Containers are in the mainstream. They are no longer new and exotic. In a 2019 survey conducted by CNCF, 84% of respondents say they are using containers in production.
Kubernetes is increasingly becoming the preferred container orchestration tool that automates deployment, scaling and management of containerized applications.
This blog post summarizes the core concepts. This is intended to neither explain the concepts in detail nor do deep dives but to provide a quick reference for important concepts, especially for developers.
What are the benefits of running applications on Kubernetes?
- Service discovery – a mechanism that allows applications to find other applications and use the services they provide,
- Horizontal scaling – replicating your application to adjust to fluctuations in load,
- Load-balancing – distributing load across all the application replicas,
- Self-healing – keeping the system healthy by automatically restarting failed applications and moving them to healthy nodes after their nodes fail,
- Leader election – a mechanism that decides which instance of the application should be active while the others remain idle but ready to take over if the active instance fails.

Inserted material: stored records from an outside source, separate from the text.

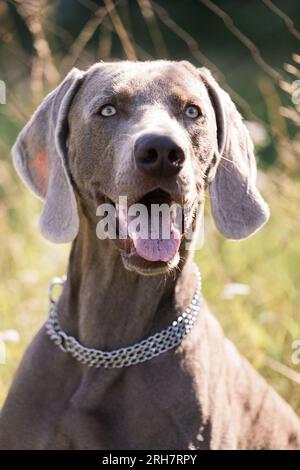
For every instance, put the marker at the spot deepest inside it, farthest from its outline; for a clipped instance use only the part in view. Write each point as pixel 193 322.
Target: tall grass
pixel 263 324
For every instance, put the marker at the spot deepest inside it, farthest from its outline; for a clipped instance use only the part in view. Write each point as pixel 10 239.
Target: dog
pixel 155 132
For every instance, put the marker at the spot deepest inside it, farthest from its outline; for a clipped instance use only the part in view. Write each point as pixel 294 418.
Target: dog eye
pixel 108 110
pixel 192 111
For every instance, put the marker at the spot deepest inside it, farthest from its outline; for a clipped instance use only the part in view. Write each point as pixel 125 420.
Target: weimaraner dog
pixel 155 132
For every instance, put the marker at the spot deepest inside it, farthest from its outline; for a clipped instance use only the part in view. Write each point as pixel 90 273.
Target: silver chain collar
pixel 142 351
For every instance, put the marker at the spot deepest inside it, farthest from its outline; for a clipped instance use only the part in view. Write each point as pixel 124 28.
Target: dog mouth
pixel 150 231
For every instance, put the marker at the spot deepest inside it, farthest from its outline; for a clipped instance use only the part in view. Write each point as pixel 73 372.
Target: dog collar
pixel 142 351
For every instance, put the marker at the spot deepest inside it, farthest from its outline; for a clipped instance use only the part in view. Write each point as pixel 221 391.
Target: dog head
pixel 155 132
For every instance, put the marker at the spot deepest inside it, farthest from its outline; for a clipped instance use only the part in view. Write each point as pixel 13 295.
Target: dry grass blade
pixel 257 57
pixel 283 369
pixel 155 33
pixel 290 113
pixel 120 30
pixel 292 70
pixel 287 20
pixel 202 59
pixel 83 38
pixel 33 13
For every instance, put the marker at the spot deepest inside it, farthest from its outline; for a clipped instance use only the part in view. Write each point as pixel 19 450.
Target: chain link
pixel 140 352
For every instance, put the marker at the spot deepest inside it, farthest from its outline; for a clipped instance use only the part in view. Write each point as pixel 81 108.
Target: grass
pixel 262 324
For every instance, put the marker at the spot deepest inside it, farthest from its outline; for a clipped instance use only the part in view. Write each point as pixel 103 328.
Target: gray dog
pixel 156 132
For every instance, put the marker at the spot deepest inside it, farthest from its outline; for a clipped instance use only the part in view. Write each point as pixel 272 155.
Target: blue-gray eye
pixel 108 110
pixel 192 111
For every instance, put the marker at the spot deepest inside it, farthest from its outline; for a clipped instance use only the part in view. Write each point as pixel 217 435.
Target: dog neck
pixel 106 306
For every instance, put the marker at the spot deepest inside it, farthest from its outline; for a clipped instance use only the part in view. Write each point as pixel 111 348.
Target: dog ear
pixel 39 156
pixel 237 206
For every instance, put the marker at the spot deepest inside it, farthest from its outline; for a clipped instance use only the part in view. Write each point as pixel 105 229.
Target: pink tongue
pixel 156 248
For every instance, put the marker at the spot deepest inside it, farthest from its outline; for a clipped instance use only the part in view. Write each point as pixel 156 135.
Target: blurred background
pixel 252 48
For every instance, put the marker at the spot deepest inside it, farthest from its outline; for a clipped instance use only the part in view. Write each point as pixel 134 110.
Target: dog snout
pixel 158 155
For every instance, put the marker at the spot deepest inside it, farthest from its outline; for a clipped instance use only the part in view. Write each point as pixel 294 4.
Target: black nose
pixel 158 155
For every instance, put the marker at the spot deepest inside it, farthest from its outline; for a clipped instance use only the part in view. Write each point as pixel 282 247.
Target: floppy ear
pixel 237 206
pixel 39 156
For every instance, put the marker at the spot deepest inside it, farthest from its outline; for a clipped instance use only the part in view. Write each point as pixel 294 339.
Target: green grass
pixel 262 324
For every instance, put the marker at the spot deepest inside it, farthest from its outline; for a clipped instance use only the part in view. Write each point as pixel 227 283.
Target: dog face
pixel 156 132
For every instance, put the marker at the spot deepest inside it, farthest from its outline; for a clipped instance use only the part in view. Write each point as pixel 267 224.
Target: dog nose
pixel 158 155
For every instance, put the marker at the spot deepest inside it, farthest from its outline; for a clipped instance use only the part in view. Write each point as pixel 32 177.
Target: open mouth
pixel 150 231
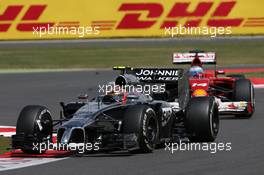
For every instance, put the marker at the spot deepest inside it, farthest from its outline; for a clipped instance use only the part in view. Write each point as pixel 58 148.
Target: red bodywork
pixel 210 79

What are the components of Kubernetes?
- Container run time
What is the role of Kubernetes API?
Kubernetes API is used to deploy applications in the cluster. With the API, the entire cluster is treated as a single deployment surface, no matter how many servers are in the cluster. When an application is deployed in the cluster, Kubernetes chooses the best node.
What is a Pod?
Pod is a group of one or more containers and a specification on how to run them.
The containers that run in a pod share
- UTS namespace: same hostname
- Network namespace: same ip address, routing table and share the port space
- IPC Namespace: containers can communicate with each other using standard IPC communications like shared memory, message queueing, etc
What are the design patterns for multi-container pods?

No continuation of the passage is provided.